What Sarah wishes she'd done differently

  1. Carried her passport less. She had a photocopy in her apartment but brought the original to a salsa club for "ID purposes." A photocopy or driver's license would have sufficed for entry, and the passport could have stayed safely stored.
  2. Carried a less expensive phone. Many experienced nomads in Latin America carry a $200 backup phone for nights out and keep the iPhone secured at the apartment. The $500 insurance cap on phones makes this math obvious in retrospect.
  3. Distributed cards across multiple wallets/bags. Having Visa + credit card + cash in one bag is a single point of failure. Standard nomad practice: keep at least one card in your apartment safe at all times.
  4. Documented the bag contents. A photo of bag contents before going out would have made the claim slightly easier — particularly for the cash component, though it still might have been denied.
  5. Bought higher-tier coverage. The World Nomads Explorer plan was her choice for budget; the Adventurer plan (next tier up) has $1,000 per-item electronics caps and slightly broader theft coverage. Worth the extra ~$150 for trips with expensive gear.

The takeaway

Insurance for stolen items works. Sarah got $865 back on items that genuinely were stolen, documented by police report. That's not nothing.

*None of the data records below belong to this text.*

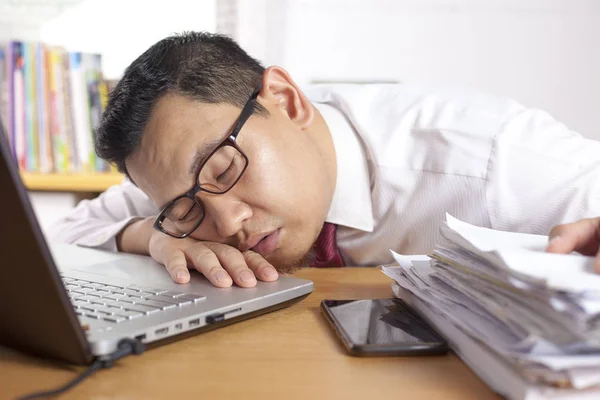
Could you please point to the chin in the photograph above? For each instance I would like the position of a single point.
(291, 263)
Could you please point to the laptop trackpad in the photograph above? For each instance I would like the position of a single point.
(132, 270)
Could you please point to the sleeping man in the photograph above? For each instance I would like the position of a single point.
(235, 171)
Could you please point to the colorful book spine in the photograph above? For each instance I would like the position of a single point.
(51, 102)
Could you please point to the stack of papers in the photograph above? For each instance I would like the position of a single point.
(526, 321)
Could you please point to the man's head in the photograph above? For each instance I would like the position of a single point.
(180, 99)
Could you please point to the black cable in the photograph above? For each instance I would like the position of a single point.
(124, 348)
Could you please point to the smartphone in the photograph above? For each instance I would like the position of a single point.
(382, 327)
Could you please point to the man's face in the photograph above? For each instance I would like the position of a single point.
(283, 195)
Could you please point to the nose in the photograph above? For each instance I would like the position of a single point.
(227, 213)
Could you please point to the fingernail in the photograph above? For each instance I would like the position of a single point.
(246, 276)
(554, 239)
(222, 276)
(270, 272)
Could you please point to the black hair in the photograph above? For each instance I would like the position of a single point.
(207, 67)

But the gap between marketing copy ("$3,000 baggage coverage!") and actual payout ($500 per item, $250 deductible, exclusions for cash and "everyday expenses") is meaningful. If you're carrying expensive gear and rely on travel insurance to replace it, you'll likely be disappointed.

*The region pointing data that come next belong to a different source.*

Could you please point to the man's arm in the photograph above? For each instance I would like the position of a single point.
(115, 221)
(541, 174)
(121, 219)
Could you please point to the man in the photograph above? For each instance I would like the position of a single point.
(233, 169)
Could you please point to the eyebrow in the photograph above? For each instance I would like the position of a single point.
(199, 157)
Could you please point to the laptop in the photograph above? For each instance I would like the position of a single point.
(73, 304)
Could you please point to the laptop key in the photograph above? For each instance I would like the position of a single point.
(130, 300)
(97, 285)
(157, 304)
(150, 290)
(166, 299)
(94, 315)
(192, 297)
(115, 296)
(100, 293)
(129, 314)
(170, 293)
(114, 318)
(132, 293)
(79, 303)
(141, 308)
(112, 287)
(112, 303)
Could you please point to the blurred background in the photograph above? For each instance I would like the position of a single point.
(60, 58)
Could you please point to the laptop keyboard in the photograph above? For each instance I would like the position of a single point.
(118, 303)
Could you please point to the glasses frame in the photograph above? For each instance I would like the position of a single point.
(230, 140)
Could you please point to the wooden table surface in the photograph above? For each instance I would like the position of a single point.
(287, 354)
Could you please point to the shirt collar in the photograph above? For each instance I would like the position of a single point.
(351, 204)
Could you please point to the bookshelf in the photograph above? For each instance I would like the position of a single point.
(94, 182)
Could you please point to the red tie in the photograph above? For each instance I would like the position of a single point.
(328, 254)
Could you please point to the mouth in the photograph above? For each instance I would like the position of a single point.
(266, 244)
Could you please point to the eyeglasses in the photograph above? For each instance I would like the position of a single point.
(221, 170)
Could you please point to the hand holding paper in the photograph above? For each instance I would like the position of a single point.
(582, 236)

The real value of travel insurance in a passport-and-phone-theft scenario isn't full replacement of stolen items. It's the embassy replacement fees, emergency travel costs, and accommodation extensions — the "consequential" costs of the theft, not the items themselves. World Nomads paid all of those in Sarah's case.

For nomads, the insight is: insurance protects against the catastrophic cost of replacing official documents and getting yourself unstuck. It's not great at replacing your expensive electronics. Plan your gear strategy accordingly — backup phones, distributed cards, locked safes, photocopied documents.

This story is based on real community experiences with names and details changed for privacy. Coverage outcomes vary significantly by individual policy terms and circumstances. Always read your specific policy and verify coverage with your insurer.